Fellow writers, musicians, fine artists: they’ve each got lessons to impart about the call to creativity and all the wonderful and terrible things that come from choosing to heed it in a meaningful or authentic way.
Yesterday evening, I caught the tail end of a radio interview with Norweigan author Karl Knausgaard, whose latest work focuses on the profoundly, almost painfully mundane: toilet bowls, wasps, fingers. He noted that the subjects of his recent oeuvre could all be located fewer than 20 meters from the house he sat down in to write about them, and I found that so beautifully profound.
As a reformed dharma bum, I have often been guilty of focusing too much on being Interesting. Doing Interesting Things, meeting Interesting People, and trying to convince those around me that I, too, was abidingly Interesting. Who wants to write about a toilet when you could be writing about, say, a Great Pyramid or that time you lived in a hut in Mexico and a cockroach crawled into your underwear and bit your lady parts?
But here’s the thing: travel yarns and fantastical recountings of grand adventures eventually bore even the most enthusiastic audience. Because they either make your readers feel shitty about their own impossibly dull lives, or they make you yourself look like a thrillist, self-satisfied hack, or both.

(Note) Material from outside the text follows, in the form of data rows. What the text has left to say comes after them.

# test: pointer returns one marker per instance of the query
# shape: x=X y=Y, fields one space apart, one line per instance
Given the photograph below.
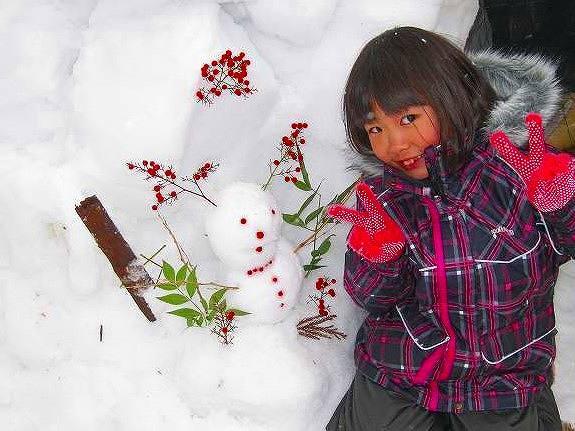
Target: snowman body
x=245 y=233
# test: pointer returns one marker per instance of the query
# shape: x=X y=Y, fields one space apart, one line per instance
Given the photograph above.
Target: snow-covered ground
x=88 y=85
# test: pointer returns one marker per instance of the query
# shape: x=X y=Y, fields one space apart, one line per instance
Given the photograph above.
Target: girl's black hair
x=407 y=66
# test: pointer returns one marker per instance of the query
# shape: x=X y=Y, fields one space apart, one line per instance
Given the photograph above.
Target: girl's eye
x=407 y=119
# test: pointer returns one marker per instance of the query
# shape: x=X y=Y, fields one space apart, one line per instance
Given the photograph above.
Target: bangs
x=407 y=66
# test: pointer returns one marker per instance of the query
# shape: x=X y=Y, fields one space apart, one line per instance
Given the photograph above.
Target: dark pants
x=369 y=407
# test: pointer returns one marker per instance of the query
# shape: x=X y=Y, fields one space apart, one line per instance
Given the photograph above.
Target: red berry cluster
x=225 y=326
x=164 y=177
x=322 y=286
x=227 y=74
x=204 y=170
x=290 y=152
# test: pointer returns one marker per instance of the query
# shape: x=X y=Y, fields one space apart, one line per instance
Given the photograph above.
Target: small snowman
x=244 y=232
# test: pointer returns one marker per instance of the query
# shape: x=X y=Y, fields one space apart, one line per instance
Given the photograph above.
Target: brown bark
x=132 y=274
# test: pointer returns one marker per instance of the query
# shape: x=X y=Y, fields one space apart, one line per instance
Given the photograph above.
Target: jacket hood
x=523 y=83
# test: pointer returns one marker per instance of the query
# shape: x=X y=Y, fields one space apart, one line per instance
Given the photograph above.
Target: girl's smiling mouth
x=411 y=163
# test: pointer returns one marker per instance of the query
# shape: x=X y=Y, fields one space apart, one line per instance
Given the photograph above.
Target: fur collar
x=523 y=84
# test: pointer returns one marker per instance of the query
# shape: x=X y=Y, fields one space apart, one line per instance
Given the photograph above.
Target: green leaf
x=204 y=304
x=166 y=286
x=293 y=219
x=312 y=267
x=181 y=275
x=303 y=186
x=239 y=312
x=192 y=282
x=173 y=298
x=187 y=313
x=168 y=271
x=324 y=246
x=312 y=215
x=216 y=297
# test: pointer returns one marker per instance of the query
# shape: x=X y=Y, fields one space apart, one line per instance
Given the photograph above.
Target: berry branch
x=227 y=74
x=165 y=178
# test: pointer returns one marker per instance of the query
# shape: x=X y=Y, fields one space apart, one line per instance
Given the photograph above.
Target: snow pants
x=369 y=407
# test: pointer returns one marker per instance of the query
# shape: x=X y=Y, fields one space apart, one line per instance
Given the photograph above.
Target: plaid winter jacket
x=464 y=319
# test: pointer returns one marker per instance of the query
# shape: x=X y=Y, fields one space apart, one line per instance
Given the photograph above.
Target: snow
x=88 y=85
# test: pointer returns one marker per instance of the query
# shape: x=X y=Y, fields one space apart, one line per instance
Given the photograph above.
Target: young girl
x=457 y=238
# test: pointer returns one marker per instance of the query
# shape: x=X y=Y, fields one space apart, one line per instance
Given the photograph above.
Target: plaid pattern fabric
x=501 y=260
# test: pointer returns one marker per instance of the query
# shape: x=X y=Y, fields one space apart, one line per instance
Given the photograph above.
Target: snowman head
x=244 y=228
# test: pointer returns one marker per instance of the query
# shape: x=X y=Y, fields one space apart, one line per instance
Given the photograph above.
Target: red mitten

Save what little money you’ve amassed. Stay home. Stare at the wall. Pick your fingernails. Talk to your crazy neighbor about her job inspecting motherboards for a defunct supercomputer company back in the ‘80s. Write close.
This afternoon, again by way of the radio, I learned of the passing of American jazz guitarist John Abercrombie. I’d never even heard of the guy before today, but now he’s on my radar, if only because he worked tirelessly for his art, he pushed himself to try to new things long after he’d found commercial success, and he has a few rather valuable nuggets of insight into the creative process.
My favorite thought from Mr. Abercrombie: on a personal level, success in a creative profession ultimately matters far less than you think it matters. In fact, creative folks are often unaware of when and whether they’ve “arrived” in a meaningful sense, because they’re simply too focused on the hard work of trying to get there. And that work never ends, regardless of how many simpering fans and industry head nods you amass.
That act of continuing to work and to create and to improve, that pushing through, that indistractibility from your quest, comes eventually to matter far more than the recompense. Stay committed. Be your own worst critic. Improve. Then improve more. Write hard.
This week, my last full week in a ridiculously busy summer of writing and editing, is already halfway over, and I feel as if I’m losing steam. Today was sort of a flailing, brain-farty mess, but that is another post entirely. From here till monday, I’m determined to do right by Mr. Knausgaard and Mr. Abercrombie and also the better angels of my own creative nature.
By listening better, by writing much closer and much, much harder. Here goes.